A lot of people here (myself included) work across different specialisations and are here to learn from discussion that is intentionally unfamiliar.
Yes, but ChatGPT knows these things! Just ask it to expand the acronyms.

This is the new “can you Google that for me?”

يمكن لـ ChatGPT أيضًا الترجمة من العربية إلى الإنجليزية، ولكن سيكون من المزعج استخدامه للمحادثة في هذا السياق
Annyira lusta vagyok, hogy nem akarok néhány gombot megnyomni, ezért kérlek, írj nekem egy oldal szöveget.
Another solution is to downvote / not upvote comments which place an unreasonable burden on the reader.
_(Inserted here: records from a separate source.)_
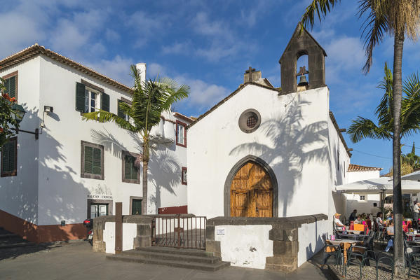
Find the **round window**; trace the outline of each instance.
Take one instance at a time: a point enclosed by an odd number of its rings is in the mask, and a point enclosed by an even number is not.
[[[257,110],[248,109],[239,117],[239,128],[245,133],[255,132],[260,124],[261,115]]]

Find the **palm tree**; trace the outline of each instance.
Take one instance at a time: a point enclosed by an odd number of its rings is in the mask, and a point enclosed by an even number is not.
[[[102,110],[84,113],[83,118],[86,120],[92,120],[100,122],[114,122],[117,126],[130,132],[141,135],[143,151],[136,162],[143,162],[142,213],[147,214],[150,131],[153,127],[158,125],[163,112],[170,111],[174,102],[188,97],[189,87],[186,85],[178,86],[173,80],[158,76],[154,80],[142,81],[140,73],[135,65],[131,65],[130,69],[134,78],[132,104],[130,105],[121,102],[118,104],[119,108],[128,116],[128,120]]]
[[[340,0],[313,0],[302,15],[301,23],[304,26],[313,27],[316,16],[320,21]],[[400,132],[402,124],[401,100],[402,94],[402,61],[405,36],[416,40],[420,22],[420,0],[359,0],[359,18],[367,15],[363,25],[365,28],[365,49],[367,61],[363,70],[367,73],[372,63],[373,49],[382,42],[386,33],[394,37],[394,57],[393,89],[393,211],[395,225],[402,221],[402,197],[401,194],[401,146]],[[404,265],[402,229],[395,227],[394,263],[395,272],[399,273]]]
[[[358,116],[352,120],[347,132],[353,143],[365,138],[373,139],[391,140],[393,132],[393,74],[385,63],[385,76],[378,88],[384,93],[375,115],[377,125],[373,121]],[[420,131],[420,77],[419,74],[413,74],[404,81],[402,87],[404,96],[402,98],[401,130],[400,137],[412,135]]]

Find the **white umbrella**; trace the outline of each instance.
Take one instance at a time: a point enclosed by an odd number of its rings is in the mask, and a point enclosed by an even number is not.
[[[401,176],[401,178],[405,180],[419,181],[420,180],[420,170],[415,171],[409,174],[404,175]]]
[[[412,180],[402,180],[401,190],[403,193],[417,193],[420,192],[420,182]],[[388,177],[374,178],[358,181],[337,186],[336,190],[344,193],[377,194],[393,192],[393,180]]]

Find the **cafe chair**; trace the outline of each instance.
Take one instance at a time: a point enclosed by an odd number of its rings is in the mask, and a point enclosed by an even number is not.
[[[341,263],[342,256],[342,249],[339,245],[332,245],[329,244],[327,242],[327,239],[325,237],[325,234],[323,234],[323,241],[324,242],[324,259],[323,261],[323,265],[325,265],[327,261],[331,256],[334,256],[335,258],[335,264],[339,265]]]

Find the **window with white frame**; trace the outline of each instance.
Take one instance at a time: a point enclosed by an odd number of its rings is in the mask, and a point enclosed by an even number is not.
[[[177,145],[187,147],[187,125],[177,120]]]
[[[90,88],[86,87],[85,89],[85,109],[83,113],[95,112],[95,111],[100,108],[99,106],[99,97],[100,96],[100,92],[97,90],[93,90]]]

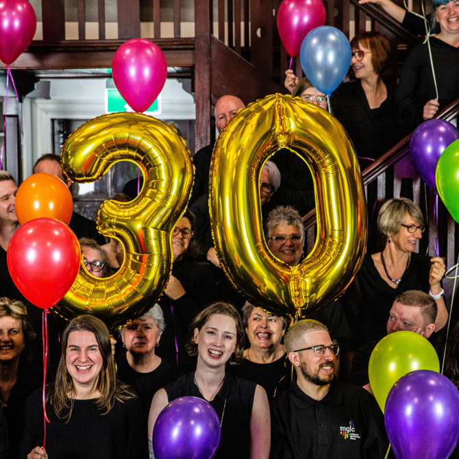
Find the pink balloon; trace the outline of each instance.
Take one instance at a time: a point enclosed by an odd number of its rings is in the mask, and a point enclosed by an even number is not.
[[[162,90],[167,78],[167,62],[156,45],[134,38],[115,53],[112,73],[120,94],[134,110],[141,113]]]
[[[277,12],[277,29],[287,53],[299,54],[304,37],[325,24],[325,7],[321,0],[284,0]]]
[[[27,0],[0,1],[0,60],[9,65],[30,45],[37,18]]]

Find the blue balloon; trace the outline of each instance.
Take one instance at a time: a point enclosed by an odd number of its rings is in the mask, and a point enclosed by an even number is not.
[[[335,27],[323,25],[306,35],[299,59],[309,81],[319,91],[331,94],[346,76],[351,54],[346,36]]]

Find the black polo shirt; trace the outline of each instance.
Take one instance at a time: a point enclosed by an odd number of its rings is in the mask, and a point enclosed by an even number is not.
[[[271,407],[270,459],[382,459],[388,441],[375,398],[334,381],[322,400],[295,381]]]

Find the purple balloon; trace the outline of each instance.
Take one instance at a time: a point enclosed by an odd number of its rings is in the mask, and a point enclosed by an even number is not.
[[[220,419],[206,400],[182,397],[171,401],[158,417],[153,451],[156,459],[210,459],[221,434]]]
[[[435,169],[446,147],[459,138],[459,129],[443,119],[430,119],[411,136],[411,161],[421,178],[435,192]]]
[[[445,376],[402,376],[386,401],[384,422],[397,459],[446,459],[459,441],[459,390]]]

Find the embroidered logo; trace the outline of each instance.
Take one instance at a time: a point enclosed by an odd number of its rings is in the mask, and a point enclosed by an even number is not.
[[[349,427],[340,427],[341,435],[345,438],[345,440],[350,438],[351,440],[359,440],[360,436],[356,433],[356,427],[352,421],[349,421]]]

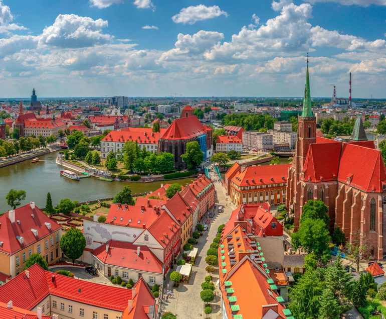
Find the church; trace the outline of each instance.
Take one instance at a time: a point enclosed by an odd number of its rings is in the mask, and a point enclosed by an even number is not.
[[[348,142],[317,136],[308,60],[303,112],[298,119],[286,196],[286,206],[294,214],[294,231],[299,229],[303,205],[309,200],[320,199],[328,207],[330,232],[339,226],[347,241],[359,239],[361,246],[367,248],[369,258],[383,260],[386,169],[380,152],[373,141],[367,140],[360,117]]]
The best comments are those which can be broadly understood without a need for Googling acronyms or "expanding" the comment using an LLM.
It adds useful context to the discussion and spurs further conversation.
HyDE: Hypothetical Document Embeddings [1]

RAGAS: RAG Assessment [2]

RAPTOR: Recursive Abstractive Processing for Tree-Organized Retrieval [3]

Self-RAG: Self-Reflective Retrieval-Augmented Generation [4]

Agentic RAG: Agentic Retrieval-Augmented Generation [5]

GraphRAG: Graph Retrieval-Augmented Generation [6]

[1] https://docs.haystack.deepset.ai/docs/hypothetical-document-...

[2] https://docs.ragas.io/en/stable/

[3] https://arxiv.org/html/2401.18059v1

[4] https://selfrag.github.io

[5] https://langchain-ai.github.io/langgraph/tutorials/rag/langg...

[6] https://www.microsoft.com/en-us/research/blog/graphrag-unloc...

What do you think of HippoRAG? Did you try it or plan to do?